University of Sydney. The students from Sydney Grammar School.

When Martin Shkreli, the former CEO of Turing Pharmaceuticals, hiked up the price of a life-saving medication, one group of high school students saw an opportunity to do good.

Eight teenagers from Sydney Grammar School in Australia have collaborated with scientists from the University of Sydney to reproduce the active ingredient in Daraprim, a drug whose price tag swelled from $13.50 to $750 last year.

How much did it cost them? A mere $20.

Working in their chemistry lab, the students synthesized 3.7 grams of pyrimethamine, the active ingredient in Daraprim. That yield is worth about $110,000 in the U.S., according to the BBC.

Daraprim is an anti-parasitic medication used to treat malaria and other conditions involving compromised immune systems, such as AIDS. It is listed on the World Health Organization’s list of essential medicines.

The boys, all 17, called their project “Breaking Good.” Under the guidance of Dr. Alice Williamson and Associate Professor Matthew Todd, they worked with the Open Source Malaria consortium, which allowed scientists anywhere in the world to view their data and offer feedback.

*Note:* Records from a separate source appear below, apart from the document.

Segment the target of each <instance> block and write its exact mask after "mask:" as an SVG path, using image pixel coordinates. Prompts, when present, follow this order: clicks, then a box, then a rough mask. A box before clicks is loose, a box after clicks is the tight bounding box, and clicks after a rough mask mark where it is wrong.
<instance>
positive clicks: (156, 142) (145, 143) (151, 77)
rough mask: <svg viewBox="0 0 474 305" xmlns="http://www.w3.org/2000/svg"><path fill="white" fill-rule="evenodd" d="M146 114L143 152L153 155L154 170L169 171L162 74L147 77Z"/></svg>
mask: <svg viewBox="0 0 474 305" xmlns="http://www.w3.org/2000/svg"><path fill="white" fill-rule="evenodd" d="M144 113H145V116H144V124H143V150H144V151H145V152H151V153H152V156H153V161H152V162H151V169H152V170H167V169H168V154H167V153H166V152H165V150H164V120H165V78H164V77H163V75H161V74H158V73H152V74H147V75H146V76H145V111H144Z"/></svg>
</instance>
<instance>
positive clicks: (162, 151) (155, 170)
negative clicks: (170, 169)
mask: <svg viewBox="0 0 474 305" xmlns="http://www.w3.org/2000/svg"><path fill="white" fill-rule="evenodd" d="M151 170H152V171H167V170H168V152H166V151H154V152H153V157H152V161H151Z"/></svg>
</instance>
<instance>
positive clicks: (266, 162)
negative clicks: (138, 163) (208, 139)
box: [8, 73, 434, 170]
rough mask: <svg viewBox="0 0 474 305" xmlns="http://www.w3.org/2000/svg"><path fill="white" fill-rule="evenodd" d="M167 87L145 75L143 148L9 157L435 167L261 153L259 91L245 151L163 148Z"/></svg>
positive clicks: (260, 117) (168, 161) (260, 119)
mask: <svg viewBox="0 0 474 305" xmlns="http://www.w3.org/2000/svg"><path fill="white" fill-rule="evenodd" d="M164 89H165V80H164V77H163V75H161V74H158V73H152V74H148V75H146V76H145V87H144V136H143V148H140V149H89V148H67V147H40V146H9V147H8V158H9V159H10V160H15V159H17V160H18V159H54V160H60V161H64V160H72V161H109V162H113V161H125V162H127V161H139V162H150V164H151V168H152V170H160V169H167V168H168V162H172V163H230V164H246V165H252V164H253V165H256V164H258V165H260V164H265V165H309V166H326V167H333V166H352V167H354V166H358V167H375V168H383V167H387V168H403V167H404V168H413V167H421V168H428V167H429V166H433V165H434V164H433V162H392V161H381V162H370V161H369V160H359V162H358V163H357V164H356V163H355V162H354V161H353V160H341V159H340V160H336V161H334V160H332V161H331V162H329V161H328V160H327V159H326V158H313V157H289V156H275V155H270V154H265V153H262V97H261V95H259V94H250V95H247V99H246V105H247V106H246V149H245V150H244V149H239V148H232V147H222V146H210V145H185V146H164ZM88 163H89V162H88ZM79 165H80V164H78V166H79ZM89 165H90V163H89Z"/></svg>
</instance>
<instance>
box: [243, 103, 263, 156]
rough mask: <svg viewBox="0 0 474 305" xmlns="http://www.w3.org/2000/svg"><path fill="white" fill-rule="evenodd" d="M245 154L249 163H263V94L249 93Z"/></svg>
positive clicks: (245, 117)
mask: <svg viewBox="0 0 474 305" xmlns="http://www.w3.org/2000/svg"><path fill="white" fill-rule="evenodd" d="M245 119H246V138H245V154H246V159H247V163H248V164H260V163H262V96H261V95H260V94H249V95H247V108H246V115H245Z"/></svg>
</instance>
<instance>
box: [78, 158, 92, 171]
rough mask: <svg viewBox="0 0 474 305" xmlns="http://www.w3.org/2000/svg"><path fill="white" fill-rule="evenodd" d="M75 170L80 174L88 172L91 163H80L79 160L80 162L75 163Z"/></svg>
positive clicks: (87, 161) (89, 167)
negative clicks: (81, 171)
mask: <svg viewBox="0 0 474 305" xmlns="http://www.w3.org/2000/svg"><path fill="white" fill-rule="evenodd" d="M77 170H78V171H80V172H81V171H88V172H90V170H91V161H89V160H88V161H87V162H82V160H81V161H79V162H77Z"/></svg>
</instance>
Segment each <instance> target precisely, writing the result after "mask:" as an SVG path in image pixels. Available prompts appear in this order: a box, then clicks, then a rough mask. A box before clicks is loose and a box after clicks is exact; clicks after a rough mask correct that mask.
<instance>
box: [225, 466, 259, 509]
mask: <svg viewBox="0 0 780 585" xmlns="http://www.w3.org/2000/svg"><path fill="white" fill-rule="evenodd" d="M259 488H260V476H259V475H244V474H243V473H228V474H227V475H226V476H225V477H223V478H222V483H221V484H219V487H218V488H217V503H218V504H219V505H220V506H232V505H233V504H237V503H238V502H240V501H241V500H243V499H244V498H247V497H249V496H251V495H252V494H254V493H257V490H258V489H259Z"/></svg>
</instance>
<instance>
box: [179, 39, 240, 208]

“This Daraprim story has been ingrained in lots of people’s minds,” Dr. Williamson told CNN. “I thought ‘what if we can get these boys to show you can make it from cheap materials and that relatively inexperienced young scientists can make it?’”

“We knew it was a good story and the boys have done a good job,” she went on. “It’s really captured people’s imaginations. They made a very pure sample of the active ingredient.”

University of Sydney
Students in Australia used inexpensive starting materials (left) to make a sample of pyrimethamine (right).

Turing Pharmaceuticals acquired the exclusive marketing rights to Daraprim in 2015 and quickly moved to raise the cost. Shkreli claimed that the decision was a strategy to make money from insurance companies and that the funds would be used to research better treatments.

The patents for Daraprim have expired, but Turing still has exclusive rights to sell the drug, meaning the boys from Sydney can’t simply open up a shop in the U.S. and sell their own, affordable version.

Shkreli ― who, whatever else you can say about him, isn’t afraid of bad P.R. ― belittled the students’ accomplishment on Twitter this week.




Shkreli was arrested in December on securities fraud charges.